Audio and video forensics refers to the acquisition, analysis, and evaluation of audio and video recordings that may be used as evidence in court. Unlike other forensic evidence, recordings can provide real-time account of a crime. But for most crimes, high-quality recordings are not often available, which raises problems such as whether the evidence is authentic and credible. Thus, the main concern of audio and video forensic examination is to establish the authenticity of the evidence, perform enhancement to the recordings to improve speech intelligibility and audibility of the sounds, and interpret and document evidence (e.g., identifying talkers, reconstructing crime or accident scenes, and establishing timeline.)
Principles of Audio and Video Forensic Examination
Examiners assist in crime scene investigations using a number of tools and techniques. According to the National Forensic Science Technology Center, the principles of forensic audio and video analysis are the following:
1. Repair and Recovery of Evidence
Evidences such as audio and video recordings must first be recovered or repaired from damaged media or device. This is common for analog and digital magnetic tape.

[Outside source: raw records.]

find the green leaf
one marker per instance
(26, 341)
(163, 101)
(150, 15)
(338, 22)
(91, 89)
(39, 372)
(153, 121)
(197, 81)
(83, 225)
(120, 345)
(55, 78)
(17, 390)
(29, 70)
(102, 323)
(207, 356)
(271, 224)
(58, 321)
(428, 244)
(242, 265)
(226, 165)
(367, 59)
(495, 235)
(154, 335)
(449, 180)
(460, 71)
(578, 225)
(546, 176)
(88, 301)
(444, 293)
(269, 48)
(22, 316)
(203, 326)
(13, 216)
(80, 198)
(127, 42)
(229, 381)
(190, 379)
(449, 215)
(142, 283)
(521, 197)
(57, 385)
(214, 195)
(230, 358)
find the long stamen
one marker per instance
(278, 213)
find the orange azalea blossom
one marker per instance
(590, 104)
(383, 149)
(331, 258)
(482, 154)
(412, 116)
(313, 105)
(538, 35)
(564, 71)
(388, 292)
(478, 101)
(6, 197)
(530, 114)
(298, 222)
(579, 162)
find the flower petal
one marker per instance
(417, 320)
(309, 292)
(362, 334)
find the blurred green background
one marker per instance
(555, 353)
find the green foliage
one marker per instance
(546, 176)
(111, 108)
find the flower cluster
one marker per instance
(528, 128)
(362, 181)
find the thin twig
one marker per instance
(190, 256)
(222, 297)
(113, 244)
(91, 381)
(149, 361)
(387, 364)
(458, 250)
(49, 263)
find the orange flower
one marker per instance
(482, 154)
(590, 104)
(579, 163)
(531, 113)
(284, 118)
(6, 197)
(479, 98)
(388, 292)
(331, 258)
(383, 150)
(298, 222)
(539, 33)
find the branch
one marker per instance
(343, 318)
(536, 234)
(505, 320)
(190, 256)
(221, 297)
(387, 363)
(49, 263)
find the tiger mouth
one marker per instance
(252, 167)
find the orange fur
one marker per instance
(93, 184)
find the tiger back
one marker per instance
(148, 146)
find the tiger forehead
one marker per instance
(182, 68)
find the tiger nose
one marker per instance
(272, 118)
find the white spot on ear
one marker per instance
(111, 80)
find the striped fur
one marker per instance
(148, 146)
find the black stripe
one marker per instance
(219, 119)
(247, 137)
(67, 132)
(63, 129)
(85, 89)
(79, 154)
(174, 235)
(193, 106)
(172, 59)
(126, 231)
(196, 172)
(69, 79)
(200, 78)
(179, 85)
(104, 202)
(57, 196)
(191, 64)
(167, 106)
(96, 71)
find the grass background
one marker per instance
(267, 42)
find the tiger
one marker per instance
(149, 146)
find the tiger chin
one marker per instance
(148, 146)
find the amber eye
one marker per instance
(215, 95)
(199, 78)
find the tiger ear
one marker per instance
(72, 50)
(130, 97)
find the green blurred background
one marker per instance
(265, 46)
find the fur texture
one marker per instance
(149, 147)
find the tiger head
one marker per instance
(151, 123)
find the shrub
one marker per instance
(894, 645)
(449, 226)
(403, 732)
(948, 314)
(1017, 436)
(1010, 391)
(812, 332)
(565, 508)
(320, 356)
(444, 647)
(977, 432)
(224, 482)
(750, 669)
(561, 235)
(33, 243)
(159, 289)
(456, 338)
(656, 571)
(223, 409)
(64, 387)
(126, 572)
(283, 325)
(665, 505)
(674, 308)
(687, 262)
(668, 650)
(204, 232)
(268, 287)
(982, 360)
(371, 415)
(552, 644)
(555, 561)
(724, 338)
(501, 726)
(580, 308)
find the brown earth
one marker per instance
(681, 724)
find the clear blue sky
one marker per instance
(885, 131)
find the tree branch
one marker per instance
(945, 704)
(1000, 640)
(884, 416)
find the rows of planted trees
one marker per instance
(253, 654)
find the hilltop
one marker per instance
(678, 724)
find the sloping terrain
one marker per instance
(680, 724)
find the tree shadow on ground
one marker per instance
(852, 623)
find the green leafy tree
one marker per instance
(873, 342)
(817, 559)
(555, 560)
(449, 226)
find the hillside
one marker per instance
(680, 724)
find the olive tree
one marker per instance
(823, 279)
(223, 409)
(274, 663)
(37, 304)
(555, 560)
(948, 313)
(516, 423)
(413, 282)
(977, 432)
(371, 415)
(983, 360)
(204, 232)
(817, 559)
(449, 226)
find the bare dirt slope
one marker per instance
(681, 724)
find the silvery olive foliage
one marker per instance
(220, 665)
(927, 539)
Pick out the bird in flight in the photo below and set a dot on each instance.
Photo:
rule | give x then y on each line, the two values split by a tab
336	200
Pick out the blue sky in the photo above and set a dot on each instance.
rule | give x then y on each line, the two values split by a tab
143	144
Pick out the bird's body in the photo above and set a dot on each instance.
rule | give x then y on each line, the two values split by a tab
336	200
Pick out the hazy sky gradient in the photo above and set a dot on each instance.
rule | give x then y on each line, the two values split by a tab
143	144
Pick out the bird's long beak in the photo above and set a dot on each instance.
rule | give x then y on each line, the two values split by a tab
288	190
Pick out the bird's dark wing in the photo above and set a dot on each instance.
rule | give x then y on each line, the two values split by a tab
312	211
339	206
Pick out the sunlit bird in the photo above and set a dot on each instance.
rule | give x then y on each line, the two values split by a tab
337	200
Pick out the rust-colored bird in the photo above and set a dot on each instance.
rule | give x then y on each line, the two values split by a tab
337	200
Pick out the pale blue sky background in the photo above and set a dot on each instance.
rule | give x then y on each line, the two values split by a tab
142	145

Modern devices today can be easily damaged by heat, misuse,environmental conditions on crime scenes, and the offender.
2. Evidence Enhancement
Enhancement of recordings is needed to improve the quality of the recording and to make it easier when used as evidence for clarity and credibility. This can be done through the use of filters and speed of playback
3. Analysis, Interpretation, and Identification
Examiners inspect recordings for any alterations and present them as authentic evidence. Ambient sounds can tell whether the recording changed place suddenly, volume and tone of voices can tell the distance and spatial relationships in a crime scene, and lighting conditions can estimate the time and environmental conditions at the time of the recording.